Aliás, a crise daquela que já foi a principal potência hegemônica mundial e atualmente passa a dividir o protagonismo com a China intensifica as manifestações na América do Sul, visto que o governo de Donald Trump ainda exerce forte influência no continente para evitar uma aproximação dos vizinhos ao país asiático.

 

“Os Estados Unidos que foi absolutamente dominante durante grande parte do século XX, perde força inclusive naquilo que considera ser seu espaço vital, seu pátio que é a América Latina. A América Latina tem desenvolvido relações com a China e a Rússia que têm questionado profundamente esse papel protagônico dos Estados Unidos. A região está enfrentando uma luta bastante profunda entre blocos de poder e que vai colocá-la em contexto de caos sistêmico”, previu o cientista político, apontando o crescimento dos Brics.

 

Um fato que pode acirrar ainda mais o clima de conflitos, na opinião de Nildo Ouriques, é a libertação do ex-presidente Lula. O político do PT, além de potencializar a polarização, carrega em seu discurso um suposto ‘pecado original’, explorado com maestria pela oposição ao partido.

 

“Se encerra na América Latina o ciclo da ingenuidade política.

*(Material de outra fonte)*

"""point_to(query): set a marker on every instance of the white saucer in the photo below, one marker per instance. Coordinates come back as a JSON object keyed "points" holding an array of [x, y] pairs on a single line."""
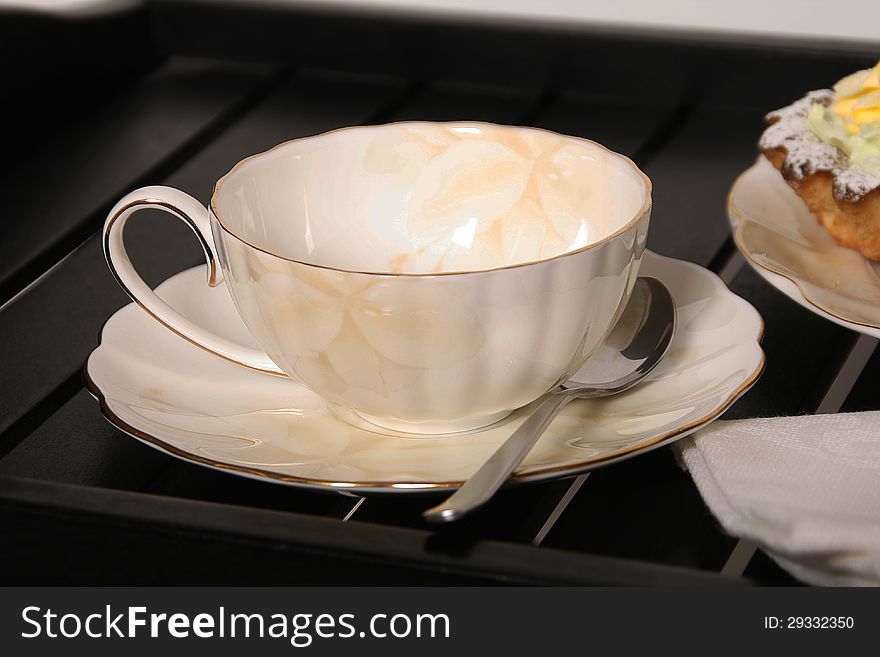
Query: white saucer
{"points": [[787, 247], [182, 400]]}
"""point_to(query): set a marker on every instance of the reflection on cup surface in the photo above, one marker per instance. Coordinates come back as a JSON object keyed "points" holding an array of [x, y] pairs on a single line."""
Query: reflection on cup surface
{"points": [[431, 277]]}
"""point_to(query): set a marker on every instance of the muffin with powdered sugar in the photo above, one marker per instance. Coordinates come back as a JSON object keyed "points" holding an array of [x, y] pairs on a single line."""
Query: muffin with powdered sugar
{"points": [[827, 147]]}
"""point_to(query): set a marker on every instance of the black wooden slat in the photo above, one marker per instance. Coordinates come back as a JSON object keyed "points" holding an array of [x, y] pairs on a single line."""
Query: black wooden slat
{"points": [[464, 102], [57, 194], [55, 325], [865, 395], [625, 126], [692, 174], [121, 537]]}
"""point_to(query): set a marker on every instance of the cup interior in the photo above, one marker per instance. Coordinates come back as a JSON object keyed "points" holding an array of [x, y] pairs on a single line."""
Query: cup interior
{"points": [[424, 198]]}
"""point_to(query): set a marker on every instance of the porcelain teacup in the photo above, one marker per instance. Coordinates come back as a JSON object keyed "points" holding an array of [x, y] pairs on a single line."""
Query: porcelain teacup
{"points": [[426, 277]]}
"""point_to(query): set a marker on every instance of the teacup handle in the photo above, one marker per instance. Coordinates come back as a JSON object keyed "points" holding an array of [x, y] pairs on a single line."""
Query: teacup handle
{"points": [[195, 215]]}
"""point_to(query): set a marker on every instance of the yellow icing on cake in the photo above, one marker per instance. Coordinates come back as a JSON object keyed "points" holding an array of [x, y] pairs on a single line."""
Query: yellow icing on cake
{"points": [[852, 122]]}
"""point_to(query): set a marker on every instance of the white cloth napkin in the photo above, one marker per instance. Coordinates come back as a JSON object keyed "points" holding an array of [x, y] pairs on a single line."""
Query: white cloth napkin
{"points": [[806, 489]]}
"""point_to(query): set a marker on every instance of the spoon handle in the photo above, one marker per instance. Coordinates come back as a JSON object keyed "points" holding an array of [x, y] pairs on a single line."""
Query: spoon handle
{"points": [[482, 485]]}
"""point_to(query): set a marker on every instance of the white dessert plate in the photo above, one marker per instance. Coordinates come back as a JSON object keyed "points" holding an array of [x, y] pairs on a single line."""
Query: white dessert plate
{"points": [[173, 396], [785, 244]]}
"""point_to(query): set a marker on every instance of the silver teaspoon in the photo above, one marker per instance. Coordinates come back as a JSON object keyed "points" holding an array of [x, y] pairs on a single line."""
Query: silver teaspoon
{"points": [[632, 349]]}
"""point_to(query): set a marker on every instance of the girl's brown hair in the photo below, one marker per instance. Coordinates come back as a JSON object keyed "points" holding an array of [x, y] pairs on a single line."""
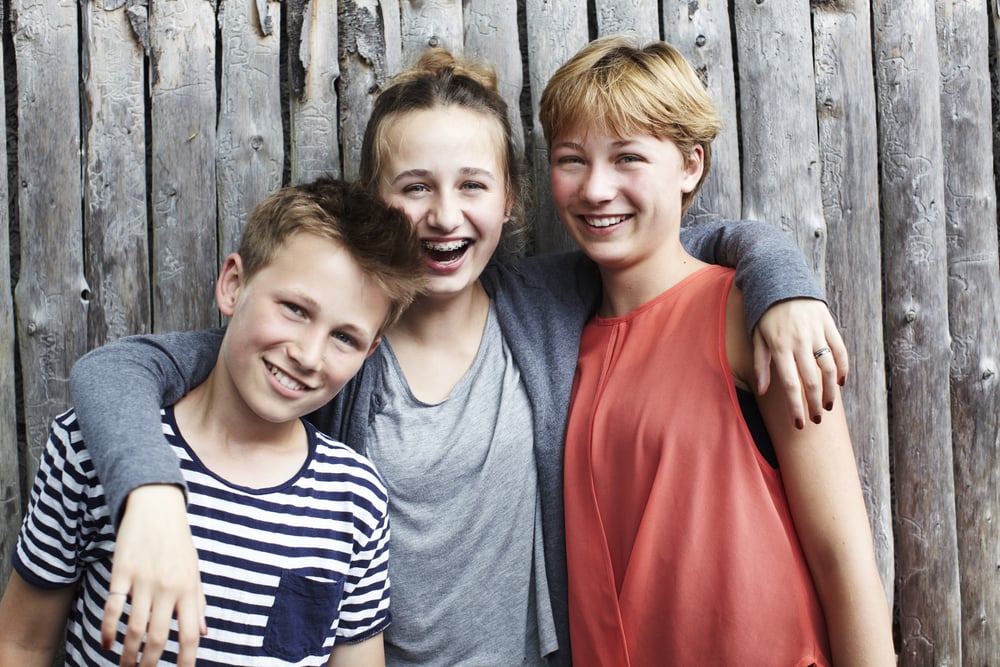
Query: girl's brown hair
{"points": [[439, 79]]}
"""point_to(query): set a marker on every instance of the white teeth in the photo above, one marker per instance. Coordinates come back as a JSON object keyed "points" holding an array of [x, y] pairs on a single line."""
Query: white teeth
{"points": [[446, 246], [604, 222], [284, 380]]}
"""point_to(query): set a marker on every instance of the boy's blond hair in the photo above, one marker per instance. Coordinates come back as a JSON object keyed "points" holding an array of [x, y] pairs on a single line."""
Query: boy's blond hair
{"points": [[618, 86], [381, 239]]}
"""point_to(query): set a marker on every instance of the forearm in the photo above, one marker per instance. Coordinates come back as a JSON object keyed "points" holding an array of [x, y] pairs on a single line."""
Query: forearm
{"points": [[769, 266], [118, 391]]}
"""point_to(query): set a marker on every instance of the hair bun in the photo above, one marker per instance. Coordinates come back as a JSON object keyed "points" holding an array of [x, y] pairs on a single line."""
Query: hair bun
{"points": [[437, 61]]}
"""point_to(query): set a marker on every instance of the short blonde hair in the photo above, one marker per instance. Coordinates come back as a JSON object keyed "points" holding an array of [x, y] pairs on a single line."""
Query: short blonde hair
{"points": [[381, 239], [616, 85]]}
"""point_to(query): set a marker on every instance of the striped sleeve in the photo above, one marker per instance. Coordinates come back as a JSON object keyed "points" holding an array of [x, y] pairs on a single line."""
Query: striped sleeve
{"points": [[65, 499]]}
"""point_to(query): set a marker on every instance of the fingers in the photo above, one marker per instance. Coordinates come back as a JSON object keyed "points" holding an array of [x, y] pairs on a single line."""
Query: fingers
{"points": [[791, 334], [761, 363], [190, 627], [136, 629]]}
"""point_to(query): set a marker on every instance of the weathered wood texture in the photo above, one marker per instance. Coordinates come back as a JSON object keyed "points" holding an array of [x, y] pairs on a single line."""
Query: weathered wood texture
{"points": [[917, 337], [701, 32], [862, 127], [845, 108], [973, 316], [184, 106], [250, 152], [51, 315]]}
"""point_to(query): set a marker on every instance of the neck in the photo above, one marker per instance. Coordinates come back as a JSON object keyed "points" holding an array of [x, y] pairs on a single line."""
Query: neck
{"points": [[440, 321], [629, 287]]}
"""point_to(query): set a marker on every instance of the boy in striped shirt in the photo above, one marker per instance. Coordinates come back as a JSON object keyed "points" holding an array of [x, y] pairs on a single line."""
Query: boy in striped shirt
{"points": [[291, 526]]}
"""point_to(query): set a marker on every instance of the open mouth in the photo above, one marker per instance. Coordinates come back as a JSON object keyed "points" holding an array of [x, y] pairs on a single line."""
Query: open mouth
{"points": [[284, 380], [445, 252], [604, 221]]}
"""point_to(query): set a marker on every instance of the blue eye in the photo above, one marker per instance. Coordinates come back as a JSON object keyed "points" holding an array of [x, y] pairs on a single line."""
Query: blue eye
{"points": [[344, 338], [293, 308]]}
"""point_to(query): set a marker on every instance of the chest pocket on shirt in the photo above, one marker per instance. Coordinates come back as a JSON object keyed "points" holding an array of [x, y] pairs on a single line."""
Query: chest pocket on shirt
{"points": [[302, 617]]}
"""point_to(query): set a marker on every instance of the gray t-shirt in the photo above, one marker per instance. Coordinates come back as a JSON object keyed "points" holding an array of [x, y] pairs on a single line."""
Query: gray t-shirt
{"points": [[463, 489]]}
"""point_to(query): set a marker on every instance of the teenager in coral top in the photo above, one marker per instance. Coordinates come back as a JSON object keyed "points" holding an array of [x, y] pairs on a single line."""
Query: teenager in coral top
{"points": [[702, 527]]}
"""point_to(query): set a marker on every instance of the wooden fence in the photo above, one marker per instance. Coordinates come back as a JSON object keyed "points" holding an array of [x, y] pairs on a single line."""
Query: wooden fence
{"points": [[139, 133]]}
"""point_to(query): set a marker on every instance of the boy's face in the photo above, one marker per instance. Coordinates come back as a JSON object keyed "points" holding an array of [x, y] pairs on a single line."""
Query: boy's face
{"points": [[620, 197], [299, 328]]}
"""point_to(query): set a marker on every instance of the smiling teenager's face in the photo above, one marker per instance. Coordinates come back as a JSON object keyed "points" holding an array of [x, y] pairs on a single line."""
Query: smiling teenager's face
{"points": [[444, 169], [619, 197]]}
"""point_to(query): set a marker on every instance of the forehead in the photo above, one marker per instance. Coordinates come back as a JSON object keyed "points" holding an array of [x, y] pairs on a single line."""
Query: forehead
{"points": [[444, 134]]}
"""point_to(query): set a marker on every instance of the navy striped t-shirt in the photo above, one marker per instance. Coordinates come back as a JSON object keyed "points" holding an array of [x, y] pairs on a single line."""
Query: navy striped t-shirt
{"points": [[287, 571]]}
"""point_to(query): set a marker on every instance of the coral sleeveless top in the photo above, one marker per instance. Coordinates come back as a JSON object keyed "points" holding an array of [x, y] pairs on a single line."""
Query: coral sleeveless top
{"points": [[680, 544]]}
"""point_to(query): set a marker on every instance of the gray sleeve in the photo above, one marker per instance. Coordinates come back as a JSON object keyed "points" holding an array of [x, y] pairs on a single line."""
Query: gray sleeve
{"points": [[769, 266], [117, 391]]}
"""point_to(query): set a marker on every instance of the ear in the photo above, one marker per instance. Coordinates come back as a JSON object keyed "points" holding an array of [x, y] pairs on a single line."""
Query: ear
{"points": [[693, 168], [227, 288]]}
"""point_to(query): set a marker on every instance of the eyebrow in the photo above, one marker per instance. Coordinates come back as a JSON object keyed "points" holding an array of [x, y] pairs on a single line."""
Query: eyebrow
{"points": [[312, 304], [424, 173]]}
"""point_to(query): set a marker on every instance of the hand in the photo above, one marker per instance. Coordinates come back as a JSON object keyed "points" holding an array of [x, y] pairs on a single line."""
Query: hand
{"points": [[787, 337], [155, 562]]}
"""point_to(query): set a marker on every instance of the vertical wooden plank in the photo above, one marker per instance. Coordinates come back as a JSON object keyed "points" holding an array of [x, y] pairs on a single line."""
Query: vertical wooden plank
{"points": [[362, 74], [250, 151], [182, 80], [973, 312], [315, 137], [491, 36], [845, 103], [114, 176], [916, 295], [556, 31], [701, 32], [780, 145], [639, 17], [51, 316], [10, 490], [430, 23]]}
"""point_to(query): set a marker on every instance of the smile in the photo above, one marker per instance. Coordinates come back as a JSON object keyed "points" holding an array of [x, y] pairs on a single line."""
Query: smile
{"points": [[604, 221], [445, 252], [284, 380]]}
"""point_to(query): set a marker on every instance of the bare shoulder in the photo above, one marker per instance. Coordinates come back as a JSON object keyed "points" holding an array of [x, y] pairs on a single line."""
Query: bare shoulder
{"points": [[739, 347]]}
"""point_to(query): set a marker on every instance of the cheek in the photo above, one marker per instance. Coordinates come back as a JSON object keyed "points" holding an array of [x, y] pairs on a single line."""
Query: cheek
{"points": [[563, 186]]}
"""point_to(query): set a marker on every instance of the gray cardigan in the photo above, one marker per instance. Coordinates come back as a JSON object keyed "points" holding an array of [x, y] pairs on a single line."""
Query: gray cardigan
{"points": [[542, 304]]}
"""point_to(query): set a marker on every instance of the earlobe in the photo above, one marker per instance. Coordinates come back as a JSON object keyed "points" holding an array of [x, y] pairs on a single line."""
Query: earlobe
{"points": [[227, 288], [693, 168]]}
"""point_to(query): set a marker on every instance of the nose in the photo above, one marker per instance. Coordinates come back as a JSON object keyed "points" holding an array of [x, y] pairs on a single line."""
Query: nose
{"points": [[308, 348], [445, 215], [597, 185]]}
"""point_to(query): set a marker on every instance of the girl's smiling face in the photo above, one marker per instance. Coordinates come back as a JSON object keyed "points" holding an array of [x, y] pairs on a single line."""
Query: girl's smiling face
{"points": [[444, 168], [620, 197]]}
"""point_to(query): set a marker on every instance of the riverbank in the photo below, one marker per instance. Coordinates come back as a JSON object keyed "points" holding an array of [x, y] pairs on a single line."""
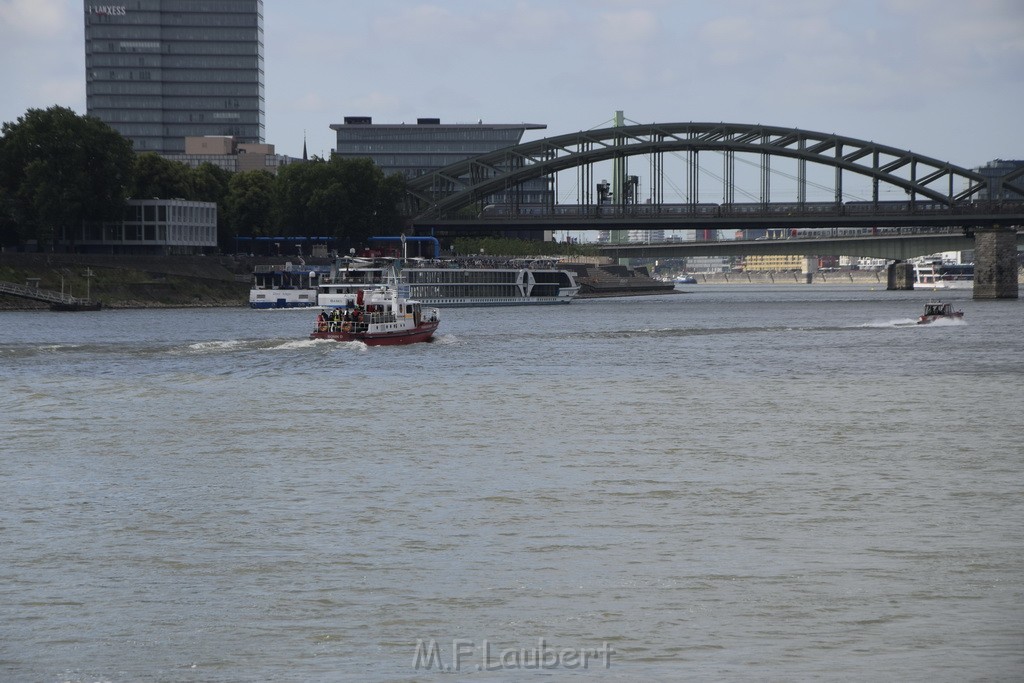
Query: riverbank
{"points": [[130, 282]]}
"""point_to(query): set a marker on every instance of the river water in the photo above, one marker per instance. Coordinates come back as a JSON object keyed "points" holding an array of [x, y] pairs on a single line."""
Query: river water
{"points": [[784, 482]]}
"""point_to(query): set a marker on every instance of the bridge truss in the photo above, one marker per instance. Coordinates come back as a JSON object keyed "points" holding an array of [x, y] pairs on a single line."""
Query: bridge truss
{"points": [[449, 191]]}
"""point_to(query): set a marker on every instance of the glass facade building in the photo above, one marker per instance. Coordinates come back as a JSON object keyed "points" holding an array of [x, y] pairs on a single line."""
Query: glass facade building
{"points": [[159, 71]]}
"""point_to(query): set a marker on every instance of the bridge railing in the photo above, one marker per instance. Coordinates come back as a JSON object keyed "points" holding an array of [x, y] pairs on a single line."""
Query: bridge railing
{"points": [[709, 210]]}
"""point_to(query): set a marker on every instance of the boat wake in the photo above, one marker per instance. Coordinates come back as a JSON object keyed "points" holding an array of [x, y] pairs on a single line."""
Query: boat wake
{"points": [[882, 325]]}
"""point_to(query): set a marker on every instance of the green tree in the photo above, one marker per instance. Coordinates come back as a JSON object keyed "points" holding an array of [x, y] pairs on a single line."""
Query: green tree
{"points": [[296, 209], [249, 204], [58, 169], [157, 177], [209, 183], [348, 199]]}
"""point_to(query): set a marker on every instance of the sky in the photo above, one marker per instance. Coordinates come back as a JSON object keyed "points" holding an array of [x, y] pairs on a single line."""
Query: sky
{"points": [[942, 78]]}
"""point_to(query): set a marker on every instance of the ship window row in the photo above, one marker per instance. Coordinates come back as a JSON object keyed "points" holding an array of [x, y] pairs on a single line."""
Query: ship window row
{"points": [[461, 276], [458, 291]]}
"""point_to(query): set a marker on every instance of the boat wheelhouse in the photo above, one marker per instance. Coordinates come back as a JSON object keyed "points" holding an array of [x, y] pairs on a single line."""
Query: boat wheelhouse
{"points": [[382, 315], [937, 310]]}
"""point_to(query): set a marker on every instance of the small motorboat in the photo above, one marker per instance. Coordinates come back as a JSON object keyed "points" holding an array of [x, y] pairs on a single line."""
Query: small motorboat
{"points": [[939, 310], [378, 316]]}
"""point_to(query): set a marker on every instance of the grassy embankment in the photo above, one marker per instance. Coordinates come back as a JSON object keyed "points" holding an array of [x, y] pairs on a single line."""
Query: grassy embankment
{"points": [[128, 282]]}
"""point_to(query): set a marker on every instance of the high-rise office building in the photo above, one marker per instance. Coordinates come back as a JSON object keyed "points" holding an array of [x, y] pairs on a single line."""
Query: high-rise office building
{"points": [[160, 71]]}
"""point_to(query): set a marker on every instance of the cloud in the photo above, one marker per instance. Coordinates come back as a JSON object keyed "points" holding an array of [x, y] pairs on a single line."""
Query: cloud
{"points": [[20, 19]]}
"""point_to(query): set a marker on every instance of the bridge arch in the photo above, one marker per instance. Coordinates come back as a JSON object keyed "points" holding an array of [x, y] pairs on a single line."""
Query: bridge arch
{"points": [[463, 184]]}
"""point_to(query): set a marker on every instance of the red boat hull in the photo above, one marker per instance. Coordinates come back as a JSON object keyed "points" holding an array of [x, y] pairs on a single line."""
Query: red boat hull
{"points": [[422, 333], [925, 319]]}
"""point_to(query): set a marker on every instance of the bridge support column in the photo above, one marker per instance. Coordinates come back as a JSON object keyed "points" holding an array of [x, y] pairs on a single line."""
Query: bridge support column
{"points": [[899, 275], [809, 267], [995, 263]]}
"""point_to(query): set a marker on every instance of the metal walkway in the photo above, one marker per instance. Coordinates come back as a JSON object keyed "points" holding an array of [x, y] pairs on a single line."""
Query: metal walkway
{"points": [[57, 300]]}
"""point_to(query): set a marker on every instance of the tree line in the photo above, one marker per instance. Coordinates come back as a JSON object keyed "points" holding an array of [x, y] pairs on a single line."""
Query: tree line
{"points": [[61, 169]]}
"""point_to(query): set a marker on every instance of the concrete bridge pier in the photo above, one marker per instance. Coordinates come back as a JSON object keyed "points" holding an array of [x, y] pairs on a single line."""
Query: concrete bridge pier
{"points": [[995, 263], [899, 275]]}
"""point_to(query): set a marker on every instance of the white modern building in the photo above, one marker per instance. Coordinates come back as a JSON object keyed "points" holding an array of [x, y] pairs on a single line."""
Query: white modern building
{"points": [[150, 226]]}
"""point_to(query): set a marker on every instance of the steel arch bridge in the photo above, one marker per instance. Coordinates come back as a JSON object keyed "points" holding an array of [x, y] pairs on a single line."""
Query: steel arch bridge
{"points": [[446, 191]]}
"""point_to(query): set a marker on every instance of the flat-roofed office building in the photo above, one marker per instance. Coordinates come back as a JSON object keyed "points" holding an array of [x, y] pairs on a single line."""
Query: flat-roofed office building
{"points": [[160, 71], [428, 144]]}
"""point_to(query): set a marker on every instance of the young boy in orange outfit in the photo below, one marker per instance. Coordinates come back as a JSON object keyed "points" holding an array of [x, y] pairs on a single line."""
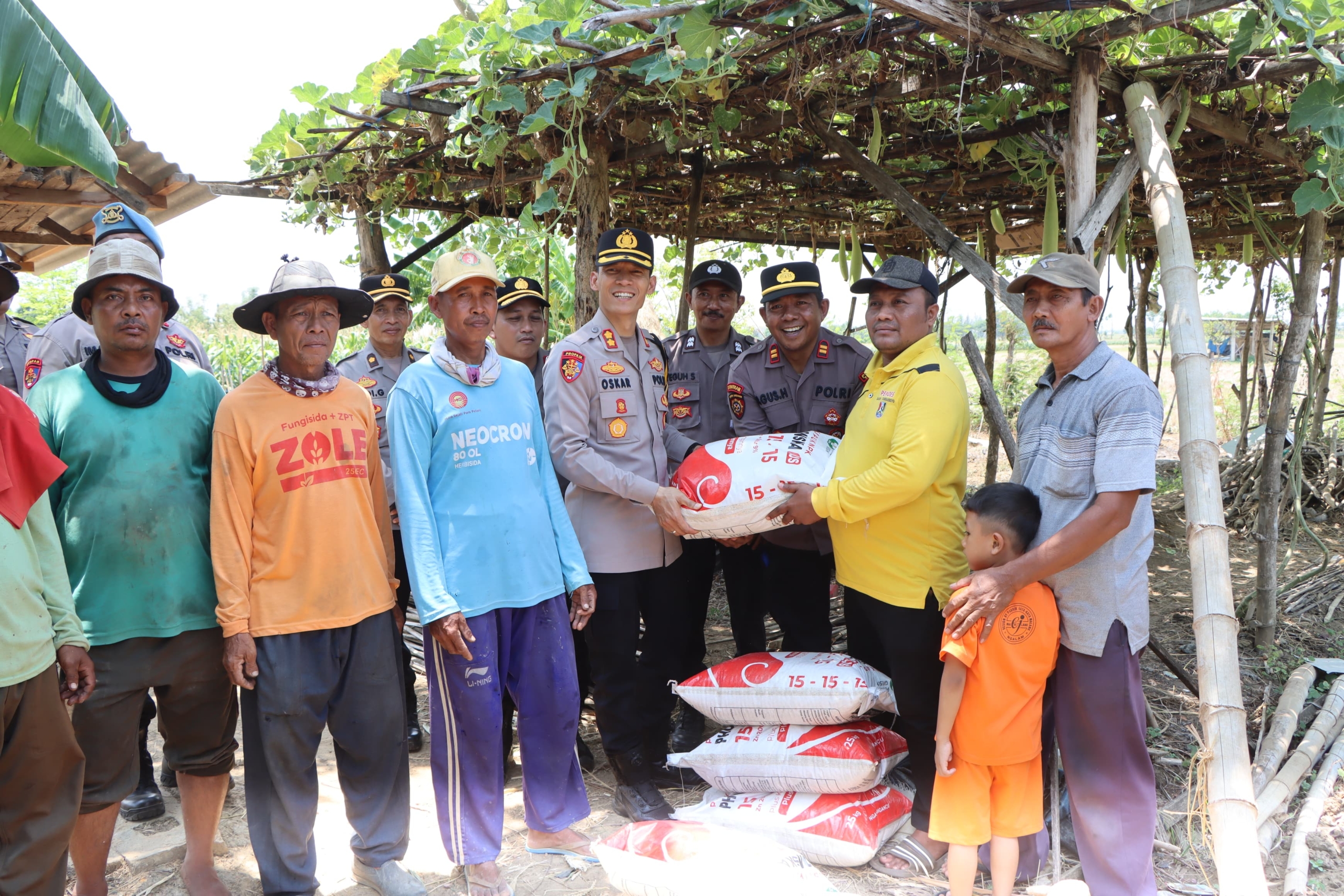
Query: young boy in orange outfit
{"points": [[988, 739]]}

Todos aqueles que querem governos terão agora de discutir poder, que é o que a direita está fazendo há mais tempo. O que se chamou aqui de ciclo progressista, não classifico de esquerda. O Lula não é um homem de esquerda, é autodefinido liberal. Esse ciclo progressista está completamente esgotado e mostrou-se sua impotência, e essa crise que se abate tem condicionamentos globais, mas há uma alteração no capitalismo dependente latino-americano que chamo de capitalismo dependente rentístico”, comentou.

 

Carlos Eduardo Martins

Carlos Eduardo Martins

“Não há antecedentes na América Latina com circunstâncias como essas, que é ingenuidade política, com essas andanças do Lula para reproduzir as hierarquias morais em um discurso organizado pela hierarquia moral, não pela conquista do poder. Esse ciclo se esgotou para sempre. Se coloca para a esquerda que ela tem de amadurecer em um curto espaço de tempo e superar essa ingenuidade que a trouxe até aqui”, continuou o presidente do IELA.

 

A busca pelo ideal democrático que se estabeleceu no continente desde o fim das ditaduras militares em países como o Brasil, o Chile e a Argentina, no último século, tem de ser deixada de lado para o docente de História Contemporânea.

 

Kocher sentenciou que o desejo utópico da criação de um regime genuinamente popular e igualitário socialmente tem feito as forças progressistas perderem espaço na disputa pela institucionalidade.

 

“A gente depositou esperanças na tal da democracia. Jogaram muitas fichas no funcionamento dela. Durante as últimas duas décadas, até que o ciclo das commodities deu alguns direitos, mas estava por trás sendo construída também uma parede imensa que é essa direita fascista que se desenvolveu. Não se pode ter ilusões e comprar a democracia pelo valor de face, pelo menos essa democracia parlamentar que se apresenta, a democracia do dinheiro”, citou.

 

“Algumas portas se abrem para alguns candidatos, mas tem gente na esquerda que investe. A democracia é uma prática social concreta. Então a primeira coisa é romper com a democracia estabelecida, criar outras democracias e partir para cima nos argumentos, nas contestações, e não no investimento de ilusões e de vitórias eleitorais parciais”, completou o professor.